The arrival of the elderly couple, down at the beach, at almost precisely noon each day, is much noticed; it is when they look, perhaps, most splendid. In trim dark bathing suits, over which they both wear white shirts, in their hats and large dark glasses, advancing on their ancient legs, they are as elegant as tropical birds—and a striking contrast to everyone else on the beach, many of whom wear bright colors. One woman in the Chicago group has a pea-green caftan that literally hurts Amanda’s eyes.

The old people sit each day under the same small thatched shelter, a little apart from the others, at the end of the line. After a while they will rise and begin one of their long, deliberate walks, the length of the beach and back. Then, returned to their shelter, in a slow and careful way they divest themselves of the shirts, the hats and glasses; they walk down to the edge of the water, and slowly, majestically, they enter the lapping small green waves. After a not quite total immersion they return to the shelter, to rest. Even in such apparent repose, however, they both have a look of great attentiveness. They seem highly conscious of each moment, and very likely they are.

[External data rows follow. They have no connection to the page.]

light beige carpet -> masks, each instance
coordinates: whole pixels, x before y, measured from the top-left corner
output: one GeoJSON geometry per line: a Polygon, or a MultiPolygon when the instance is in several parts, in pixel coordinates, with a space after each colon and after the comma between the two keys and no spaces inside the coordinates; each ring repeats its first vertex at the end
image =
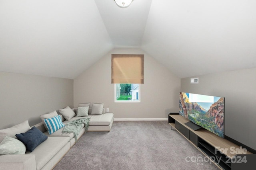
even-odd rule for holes
{"type": "Polygon", "coordinates": [[[219,169],[194,161],[202,154],[167,121],[115,121],[84,135],[54,170],[219,169]]]}

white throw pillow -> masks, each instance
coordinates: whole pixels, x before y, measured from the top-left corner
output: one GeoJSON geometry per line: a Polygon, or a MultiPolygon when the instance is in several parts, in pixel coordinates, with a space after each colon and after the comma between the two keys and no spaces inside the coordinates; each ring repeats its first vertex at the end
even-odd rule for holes
{"type": "Polygon", "coordinates": [[[68,106],[64,109],[59,110],[59,111],[67,121],[70,120],[72,117],[76,116],[75,112],[68,106]]]}
{"type": "Polygon", "coordinates": [[[77,109],[77,115],[76,115],[76,117],[88,116],[88,111],[89,106],[78,107],[77,109]]]}
{"type": "Polygon", "coordinates": [[[90,105],[91,104],[90,103],[80,103],[78,104],[78,107],[86,107],[86,106],[90,106],[90,105]]]}
{"type": "Polygon", "coordinates": [[[91,115],[101,115],[103,112],[103,105],[104,104],[93,103],[92,106],[92,113],[91,115]]]}
{"type": "Polygon", "coordinates": [[[2,142],[6,136],[17,139],[15,135],[17,133],[24,133],[30,129],[30,127],[28,125],[28,121],[26,120],[9,128],[0,130],[0,142],[2,142]]]}
{"type": "Polygon", "coordinates": [[[0,154],[25,154],[26,146],[18,140],[9,136],[0,144],[0,154]]]}
{"type": "Polygon", "coordinates": [[[44,127],[45,129],[47,130],[47,127],[46,125],[45,124],[45,123],[44,121],[44,119],[49,119],[51,118],[52,117],[53,117],[55,116],[58,115],[58,113],[57,113],[57,111],[56,110],[54,110],[52,112],[48,114],[45,114],[44,115],[41,115],[39,116],[42,121],[43,122],[43,123],[44,124],[44,127]]]}

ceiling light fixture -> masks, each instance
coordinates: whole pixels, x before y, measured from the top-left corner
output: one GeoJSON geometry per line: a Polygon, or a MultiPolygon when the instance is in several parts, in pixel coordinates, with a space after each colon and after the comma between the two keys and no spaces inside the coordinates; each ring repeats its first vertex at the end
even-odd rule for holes
{"type": "Polygon", "coordinates": [[[114,0],[116,4],[120,8],[125,8],[128,7],[133,1],[133,0],[114,0]]]}

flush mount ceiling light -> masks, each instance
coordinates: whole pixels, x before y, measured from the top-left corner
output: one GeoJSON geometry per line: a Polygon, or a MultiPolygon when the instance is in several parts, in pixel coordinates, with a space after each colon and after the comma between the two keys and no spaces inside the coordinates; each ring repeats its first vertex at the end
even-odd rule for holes
{"type": "Polygon", "coordinates": [[[114,0],[116,4],[120,8],[127,8],[133,0],[114,0]]]}

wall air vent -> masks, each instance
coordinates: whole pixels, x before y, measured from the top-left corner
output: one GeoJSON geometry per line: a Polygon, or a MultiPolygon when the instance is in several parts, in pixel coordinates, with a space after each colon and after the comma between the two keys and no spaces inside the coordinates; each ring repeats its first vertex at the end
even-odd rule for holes
{"type": "Polygon", "coordinates": [[[197,78],[190,78],[190,84],[198,84],[198,77],[197,78]]]}

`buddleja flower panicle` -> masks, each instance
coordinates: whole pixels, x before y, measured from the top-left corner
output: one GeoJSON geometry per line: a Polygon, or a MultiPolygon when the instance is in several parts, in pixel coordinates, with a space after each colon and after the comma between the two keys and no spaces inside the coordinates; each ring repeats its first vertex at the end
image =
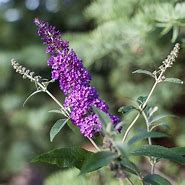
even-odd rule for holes
{"type": "Polygon", "coordinates": [[[162,65],[159,66],[158,71],[153,72],[155,79],[158,79],[158,76],[160,76],[160,79],[158,79],[159,82],[165,80],[166,77],[164,73],[168,68],[173,66],[176,58],[178,57],[179,50],[180,50],[180,44],[176,43],[173,50],[170,52],[167,58],[162,62],[162,65]]]}
{"type": "Polygon", "coordinates": [[[62,34],[48,23],[39,19],[34,22],[39,36],[47,45],[51,77],[59,81],[60,89],[66,96],[65,108],[71,110],[72,122],[80,128],[84,136],[93,137],[102,129],[102,124],[92,109],[96,106],[110,116],[116,125],[120,119],[109,113],[108,105],[99,98],[96,88],[90,85],[91,75],[83,61],[69,48],[68,41],[63,40],[62,34]]]}

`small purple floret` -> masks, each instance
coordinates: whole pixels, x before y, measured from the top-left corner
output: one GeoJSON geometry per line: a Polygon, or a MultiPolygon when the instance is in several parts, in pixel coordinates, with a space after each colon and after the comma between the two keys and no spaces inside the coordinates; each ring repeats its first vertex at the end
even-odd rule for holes
{"type": "Polygon", "coordinates": [[[64,105],[71,109],[72,122],[84,136],[93,137],[102,129],[102,124],[92,109],[95,106],[107,113],[116,126],[120,119],[109,113],[108,105],[90,85],[91,76],[82,60],[69,48],[68,41],[63,40],[62,34],[47,22],[35,19],[34,23],[43,43],[47,45],[46,52],[51,55],[48,60],[52,69],[51,77],[59,80],[60,89],[66,96],[64,105]]]}

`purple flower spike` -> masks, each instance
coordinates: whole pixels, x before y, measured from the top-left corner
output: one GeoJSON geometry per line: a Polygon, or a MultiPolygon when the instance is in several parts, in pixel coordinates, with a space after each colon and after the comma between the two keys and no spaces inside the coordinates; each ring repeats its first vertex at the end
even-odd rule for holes
{"type": "Polygon", "coordinates": [[[102,124],[92,109],[95,106],[104,111],[116,126],[120,119],[109,113],[108,105],[90,85],[91,76],[82,60],[69,48],[68,41],[63,40],[62,34],[47,22],[35,19],[34,23],[38,27],[38,35],[47,45],[46,52],[51,55],[48,60],[52,69],[51,77],[59,80],[60,89],[66,95],[64,105],[71,110],[72,122],[85,137],[93,137],[102,129],[102,124]]]}

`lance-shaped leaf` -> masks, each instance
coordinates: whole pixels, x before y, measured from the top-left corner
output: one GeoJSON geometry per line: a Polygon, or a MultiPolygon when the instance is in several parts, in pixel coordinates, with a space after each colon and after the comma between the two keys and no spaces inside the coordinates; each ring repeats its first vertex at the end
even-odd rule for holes
{"type": "Polygon", "coordinates": [[[133,71],[132,73],[141,73],[141,74],[149,75],[152,78],[155,78],[154,74],[147,70],[138,69],[136,71],[133,71]]]}
{"type": "Polygon", "coordinates": [[[107,131],[110,131],[112,128],[112,124],[111,124],[112,121],[110,117],[105,112],[98,109],[97,107],[93,106],[92,108],[95,114],[98,116],[100,122],[102,123],[103,128],[106,129],[107,131]]]}
{"type": "Polygon", "coordinates": [[[171,185],[167,179],[157,174],[147,175],[143,180],[151,185],[171,185]]]}
{"type": "Polygon", "coordinates": [[[173,149],[166,148],[159,145],[143,145],[130,152],[136,156],[149,156],[158,159],[168,159],[180,164],[185,164],[185,158],[173,151],[173,149]]]}
{"type": "Polygon", "coordinates": [[[36,95],[37,93],[40,93],[40,92],[43,92],[43,90],[37,90],[37,91],[34,91],[33,93],[31,93],[27,98],[26,100],[24,101],[23,103],[23,107],[25,106],[25,104],[27,103],[27,101],[34,95],[36,95]]]}
{"type": "Polygon", "coordinates": [[[166,78],[164,82],[176,83],[176,84],[183,84],[184,82],[178,78],[166,78]]]}
{"type": "Polygon", "coordinates": [[[139,169],[137,168],[137,166],[132,162],[130,161],[128,158],[124,158],[121,160],[120,162],[121,164],[121,167],[129,172],[129,173],[132,173],[134,175],[139,175],[139,169]]]}
{"type": "Polygon", "coordinates": [[[164,119],[164,118],[167,118],[167,117],[177,117],[177,116],[172,115],[172,114],[154,116],[154,117],[152,117],[152,118],[149,120],[149,123],[152,124],[152,123],[158,122],[158,121],[160,121],[161,119],[164,119]]]}
{"type": "Polygon", "coordinates": [[[129,140],[128,144],[132,145],[140,140],[147,139],[147,138],[161,138],[161,137],[169,137],[169,136],[165,133],[162,133],[162,132],[143,131],[143,132],[140,132],[139,134],[135,135],[134,137],[132,137],[129,140]]]}
{"type": "Polygon", "coordinates": [[[89,173],[106,166],[116,157],[117,156],[114,153],[108,151],[94,153],[84,162],[81,169],[81,174],[89,173]]]}
{"type": "Polygon", "coordinates": [[[65,126],[68,119],[59,119],[50,130],[50,141],[52,142],[54,137],[61,131],[61,129],[65,126]]]}
{"type": "Polygon", "coordinates": [[[35,157],[32,162],[55,164],[58,167],[76,167],[81,169],[87,157],[93,153],[80,147],[61,148],[35,157]]]}
{"type": "Polygon", "coordinates": [[[120,107],[118,112],[121,112],[121,113],[126,115],[126,114],[128,114],[128,113],[130,113],[130,112],[132,112],[134,110],[137,110],[137,108],[132,106],[132,105],[128,105],[128,106],[120,107]]]}

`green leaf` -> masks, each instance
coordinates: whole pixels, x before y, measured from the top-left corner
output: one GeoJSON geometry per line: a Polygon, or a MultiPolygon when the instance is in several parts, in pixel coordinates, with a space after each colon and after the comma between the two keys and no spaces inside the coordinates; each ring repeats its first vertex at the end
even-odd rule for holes
{"type": "Polygon", "coordinates": [[[172,115],[172,114],[154,116],[151,120],[149,120],[149,124],[158,122],[158,121],[160,121],[161,119],[164,119],[164,118],[167,118],[167,117],[177,117],[177,116],[172,115]]]}
{"type": "Polygon", "coordinates": [[[129,140],[128,144],[132,145],[140,140],[147,139],[147,138],[161,138],[161,137],[169,137],[169,136],[167,134],[161,133],[161,132],[143,131],[143,132],[140,132],[139,134],[135,135],[134,137],[132,137],[129,140]]]}
{"type": "Polygon", "coordinates": [[[150,130],[153,130],[154,128],[159,127],[159,126],[165,128],[165,129],[169,129],[170,128],[166,123],[163,123],[163,122],[158,123],[157,122],[157,123],[152,123],[150,125],[150,130]]]}
{"type": "Polygon", "coordinates": [[[143,180],[151,185],[171,185],[167,179],[157,174],[147,175],[143,180]]]}
{"type": "Polygon", "coordinates": [[[168,159],[177,163],[185,164],[185,158],[169,148],[159,145],[143,145],[130,152],[131,155],[149,156],[168,159]]]}
{"type": "Polygon", "coordinates": [[[69,121],[67,122],[67,125],[68,125],[68,127],[69,127],[75,134],[81,135],[79,127],[77,127],[76,125],[74,125],[74,124],[71,122],[71,120],[69,120],[69,121]]]}
{"type": "Polygon", "coordinates": [[[132,173],[134,175],[138,175],[140,172],[137,168],[137,166],[132,162],[130,161],[129,159],[127,158],[124,158],[121,162],[121,167],[125,170],[125,171],[128,171],[129,173],[132,173]]]}
{"type": "Polygon", "coordinates": [[[176,83],[176,84],[183,84],[184,82],[178,78],[166,78],[164,82],[176,83]]]}
{"type": "Polygon", "coordinates": [[[151,73],[150,71],[147,71],[147,70],[138,69],[136,71],[133,71],[132,73],[142,73],[142,74],[145,74],[145,75],[149,75],[152,78],[155,78],[154,74],[151,73]]]}
{"type": "Polygon", "coordinates": [[[174,147],[174,148],[170,148],[170,150],[178,153],[179,155],[185,155],[185,147],[174,147]]]}
{"type": "Polygon", "coordinates": [[[100,119],[100,121],[103,125],[107,125],[108,123],[112,123],[110,117],[102,110],[93,106],[93,111],[98,115],[98,118],[100,119]]]}
{"type": "Polygon", "coordinates": [[[95,114],[97,114],[100,122],[102,123],[103,128],[109,132],[112,128],[112,120],[110,119],[110,117],[105,112],[98,109],[97,107],[93,106],[92,108],[95,114]]]}
{"type": "Polygon", "coordinates": [[[148,98],[148,96],[139,96],[139,97],[137,98],[137,103],[138,103],[139,105],[143,105],[143,103],[145,103],[145,101],[147,100],[147,98],[148,98]]]}
{"type": "Polygon", "coordinates": [[[129,105],[129,106],[120,107],[118,112],[122,112],[123,114],[128,114],[132,112],[133,110],[137,110],[137,108],[132,105],[129,105]]]}
{"type": "Polygon", "coordinates": [[[171,41],[174,43],[178,37],[179,34],[179,28],[177,26],[173,27],[173,35],[171,41]]]}
{"type": "Polygon", "coordinates": [[[54,137],[60,132],[60,130],[67,123],[68,119],[59,119],[50,130],[50,141],[52,142],[54,137]]]}
{"type": "Polygon", "coordinates": [[[63,114],[61,110],[49,110],[49,113],[63,114]]]}
{"type": "Polygon", "coordinates": [[[32,94],[30,94],[30,95],[26,98],[26,100],[24,101],[23,107],[25,106],[25,104],[27,103],[27,101],[28,101],[32,96],[34,96],[35,94],[40,93],[40,92],[43,92],[43,90],[37,90],[37,91],[34,91],[32,94]]]}
{"type": "Polygon", "coordinates": [[[84,162],[81,169],[81,174],[89,173],[103,166],[106,166],[116,157],[117,156],[112,152],[103,151],[94,153],[93,155],[89,156],[84,162]]]}
{"type": "Polygon", "coordinates": [[[92,152],[84,150],[80,147],[61,148],[41,154],[35,157],[32,162],[55,164],[61,168],[76,167],[81,169],[86,158],[92,154],[92,152]]]}

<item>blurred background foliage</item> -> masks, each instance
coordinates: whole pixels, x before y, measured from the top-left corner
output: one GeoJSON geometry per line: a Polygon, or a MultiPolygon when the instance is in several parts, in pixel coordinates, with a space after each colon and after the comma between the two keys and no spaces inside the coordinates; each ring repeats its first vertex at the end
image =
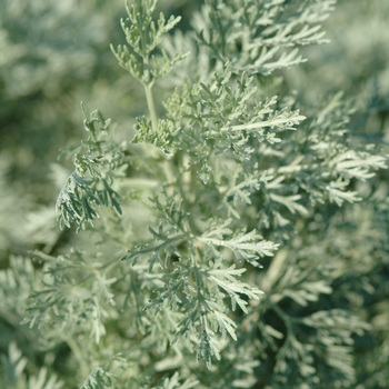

They take lunch quite late, and always, of course, alone, at one of the small restaurants down the beach. They are seen to chatter away to each other, and to eat rather little. But no one can ever overhear what they are saying, nor would anyone dare address them. Her accent, however, is recognizably “foreign”; his is English, probably—giving further credence to the theory that they are royalty, deposed.

And that notion is not entirely incorrect: those people are named Carlotta and Travis Farquhar, and once, if not royal, they were famous: Carlotta, originally Polish, as an actress, and Travis, a Scot, as an astronomer; an asteroid has his name. They both, simultaneously, reached their heights of achievement about forty years ago; since then, not entirely by choice, they have eased themselves into retirement. In Travis’s case, what was then called a nervous breakdown took two years from his life; coming out of it, he was, or felt himself to be, too far behind, in terms of research. He could still teach, of course, but he tired of that, fairly early on. And Carlotta, who took care of him during those years, had never been truly dedicated to the stage; later she was happy enough to yield her place to younger actresses, or so she said.